DEMOCRAZY.ID - Aksi massa bertajuk 'Gerakan Keadilan Rakyat Tolak Pemilu 2024' akan digelar di depan Badan Pengawas Pemilihan Umum (Bawaslu) dengan titik kumpul di Patung Kuda, Jakarta Pusat, Senin (19/2/2024).
Berdasarkan informasi yang diterima, diperkirakan sebanyak 1.000 massa akan turut terlibat dalam aksi tersebut. Mereka bakal menyampaikan empat tuntutannya kepada Bawaslu.

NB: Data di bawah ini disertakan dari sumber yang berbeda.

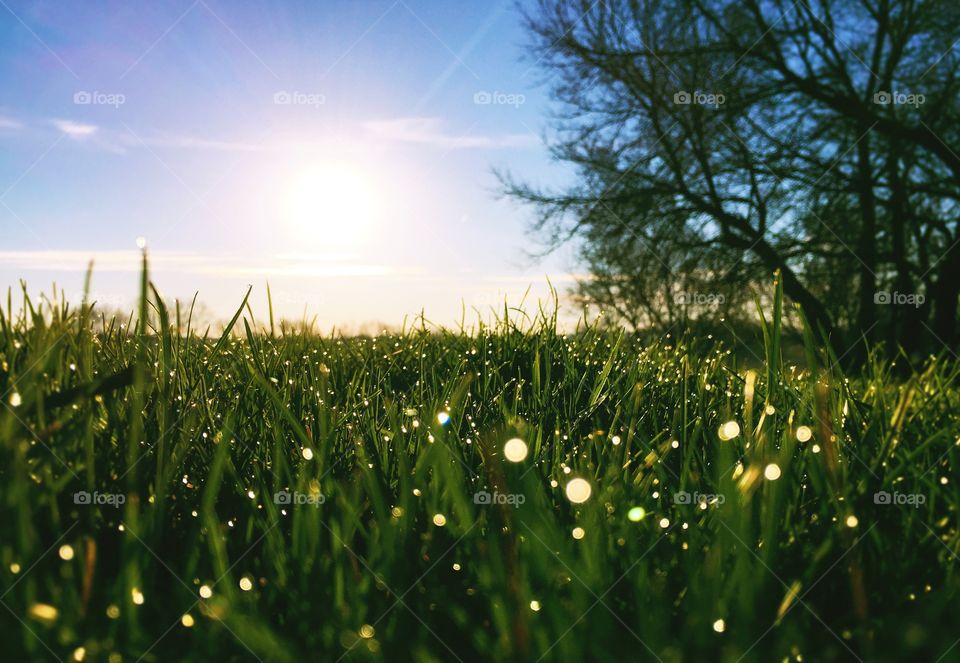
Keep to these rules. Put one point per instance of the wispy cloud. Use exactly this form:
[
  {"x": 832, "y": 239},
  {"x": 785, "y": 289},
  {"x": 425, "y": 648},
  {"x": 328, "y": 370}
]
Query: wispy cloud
[
  {"x": 190, "y": 263},
  {"x": 9, "y": 123},
  {"x": 75, "y": 129},
  {"x": 430, "y": 131}
]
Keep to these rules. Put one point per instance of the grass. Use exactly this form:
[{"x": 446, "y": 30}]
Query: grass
[{"x": 183, "y": 440}]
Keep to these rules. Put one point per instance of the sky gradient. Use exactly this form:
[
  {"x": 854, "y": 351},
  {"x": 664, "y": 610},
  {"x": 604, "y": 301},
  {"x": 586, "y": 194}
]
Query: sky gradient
[{"x": 342, "y": 151}]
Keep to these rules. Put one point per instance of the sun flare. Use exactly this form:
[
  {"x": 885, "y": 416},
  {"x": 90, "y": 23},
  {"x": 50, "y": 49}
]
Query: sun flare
[{"x": 335, "y": 203}]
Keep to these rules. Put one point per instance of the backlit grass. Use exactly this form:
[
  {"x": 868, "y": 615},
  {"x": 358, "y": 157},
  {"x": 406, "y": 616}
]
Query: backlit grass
[{"x": 169, "y": 494}]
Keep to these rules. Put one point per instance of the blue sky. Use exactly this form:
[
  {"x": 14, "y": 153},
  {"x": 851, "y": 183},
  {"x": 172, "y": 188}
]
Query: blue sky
[{"x": 236, "y": 138}]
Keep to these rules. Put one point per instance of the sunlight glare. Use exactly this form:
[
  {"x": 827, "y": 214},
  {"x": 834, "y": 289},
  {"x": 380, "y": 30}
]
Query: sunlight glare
[{"x": 335, "y": 203}]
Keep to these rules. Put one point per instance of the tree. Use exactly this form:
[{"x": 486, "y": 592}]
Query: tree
[{"x": 719, "y": 140}]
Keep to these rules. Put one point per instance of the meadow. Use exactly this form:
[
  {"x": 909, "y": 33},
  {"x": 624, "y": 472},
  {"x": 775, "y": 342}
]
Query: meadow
[{"x": 509, "y": 492}]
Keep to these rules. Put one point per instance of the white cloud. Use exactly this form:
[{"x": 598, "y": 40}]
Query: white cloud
[
  {"x": 190, "y": 263},
  {"x": 75, "y": 129},
  {"x": 429, "y": 131},
  {"x": 9, "y": 123}
]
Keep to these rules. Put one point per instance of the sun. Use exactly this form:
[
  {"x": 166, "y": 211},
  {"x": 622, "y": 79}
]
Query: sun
[{"x": 332, "y": 204}]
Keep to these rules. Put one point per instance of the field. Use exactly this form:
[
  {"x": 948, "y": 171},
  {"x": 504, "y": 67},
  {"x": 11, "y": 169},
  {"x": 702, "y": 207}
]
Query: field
[{"x": 175, "y": 494}]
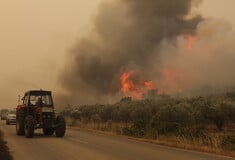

"Bawaslu wajib memberikan data valid kepada perwakilan 'Gerakan Keadilan Rakyat', atas apa yang sudah di lakukan Bawaslu atas sengketa pemilu, supaya bisa di sampaikan kepada rakyat," kata salah satu penanggungjawab aksi tersebut.
Kemudian tuntutan kedua adalah meminta perwakilan Bawaslu untuk memberikan pernyataan bahwa telah terjadi kecurangan pada Pemilu 2024.
Lalu tuntutan ketiga, mendesak Bawaslu untuk menyampaikan ke publik soal hasil dari proses Pemilu 2024 yang tidak berjalan dengan baik.
"Mendesak Bawaslu menjelaskan secara langsung hasil pemilu buruk, lewat semua media televisi dalam waktu 1 x 24 jam," katanya.
Tuntutan keempat, ialah meminta ketua Bawaslu untuk mundur.
"Dan diganti karena buruknya kinerja Bawaslu dan disinyalir menerima intervensi penguasa dalam kerangka conflict of Interest," ucapnya.
Peneliti Bongkar Dugaan Penggelembungan Suara di Aplikasi Sirekap
Peneliti Pusat Studi untuk Demokrasi, Kiki Rizki Yoctavian menyoroti sejumlah kejanggalan yang ditampilkan dalam aplikasi sistem rekapitulasi dalam situs pemilu2024.kpu.go.id.
Seperti keanehan dan kejanggalan yang tersaji pada hitung suara dapil DKI Jakarta II Versi tanggal 17 Feb 2024 pukul 19.30.00 dengan Progress: 4,872 TPS dari 9,844 TPS (49,49 persen).
“Dalam hitungan tersebut terdapat penggelembungan jumlah perolehan suara yang bila dijumlahkan melebihi jumlah DPT DKI Jakarta II,” kata Kiki, Minggu (18/2/2024).
Dalam data yang disajikan KPU, perolehan suara seluruh caleg dari 18 Partai peserta di dapil DKI Jakarta II dalam data KPU di Sirekap berjumlah 12.387.937 suara.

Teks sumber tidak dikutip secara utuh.